I have been using IntelliJ for getting up to speed with developing Spark applications in Scala using sbt. I understand the basics although IntelliJ hides a lot of the scaffolding so I'd like to try getting something up and running from the command-line (i.e. using a REPL). I am using macOS.
Here's what I've done:
mkdir -p ~/tmp/scalasparkrepl
cd !$
echo 'scalaVersion := "2.11.12"' > build.sbt
echo 'libraryDependencies += "org.apache.spark" %% "spark-core" % "2.3.0"' >> build.sbt
echo 'libraryDependencies += "org.apache.spark" %% "spark-sql" % "2.3.0"' >> build.sbt
echo 'libraryDependencies += "org.apache.spark" %% "spark-hive" % "2.3.0"' >> build.sbt
sbt console
That opens a scala REPL (including downloading all the dependencies) in which I run:
import org.apache.spark.SparkConf
import org.apache.spark.sql.{SparkSession, DataFrame}
val conf = new SparkConf().setMaster("local[*]")
val spark = SparkSession.builder().appName("spark repl").config(conf).config("spark.sql.warehouse.dir", "~/tmp/scalasparkreplhive").enableHiveSupport().getOrCreate()
spark.range(0, 1000).toDF()
which fails with error access denied org.apache.derby.security.SystemPermission( "engine", "usederbyinternals" )
:
scala> spark.range(0, 1000).toDF()
18/05/08 11:51:11 INFO SharedState: Setting hive.metastore.warehouse.dir ('null') to the value of spark.sql.warehouse.dir ('~/tmp/scalasparkreplhive').
18/05/08 11:51:11 INFO SharedState: Warehouse path is '/tmp/scalasparkreplhive'.
18/05/08 11:51:12 INFO StateStoreCoordinatorRef: Registered StateStoreCoordinator endpoint
18/05/08 11:51:12 INFO HiveUtils: Initializing HiveMetastoreConnection version 1.2.1 using Spark classes.
18/05/08 11:51:12 INFO HiveMetaStore: 0: Opening raw store with implemenation class:org.apache.hadoop.hive.metastore.ObjectStore
18/05/08 11:51:12 INFO ObjectStore: ObjectStore, initialize called
18/05/08 11:51:13 INFO Persistence: Property hive.metastore.integral.jdo.pushdown unknown - will be ignored
18/05/08 11:51:13 INFO Persistence: Property datanucleus.cache.level2 unknown - will be ignored
java.security.AccessControlException: access denied org.apache.derby.security.SystemPermission( "engine", "usederbyinternals" )
I've googled around and there is some information on this error but nothing which I've been able to use to solve it.

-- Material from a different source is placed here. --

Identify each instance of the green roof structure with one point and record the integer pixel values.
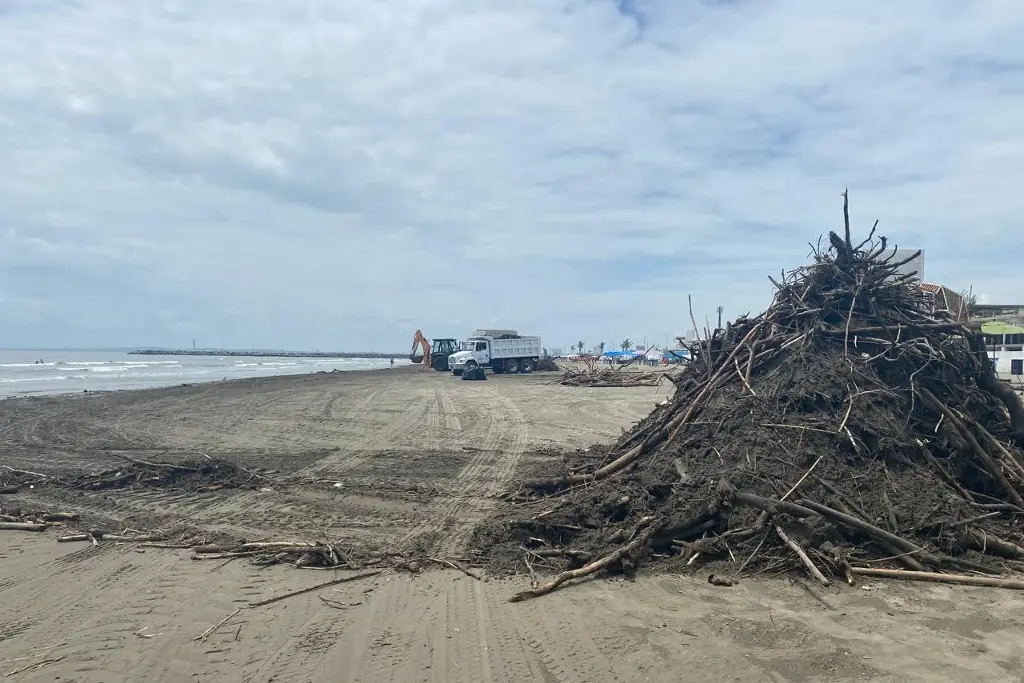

I find it strange that a scala/sbt project on the command-line would have this problem whereas a sbt project in IntelliJ works fine (I pretty much copied/pasted the code from an IntelliJ project). I guess IntelliJ is doing something on my behalf but I don't know what, that's why I'm undertaking this exercise.
Can anyone advise how to solve this problem?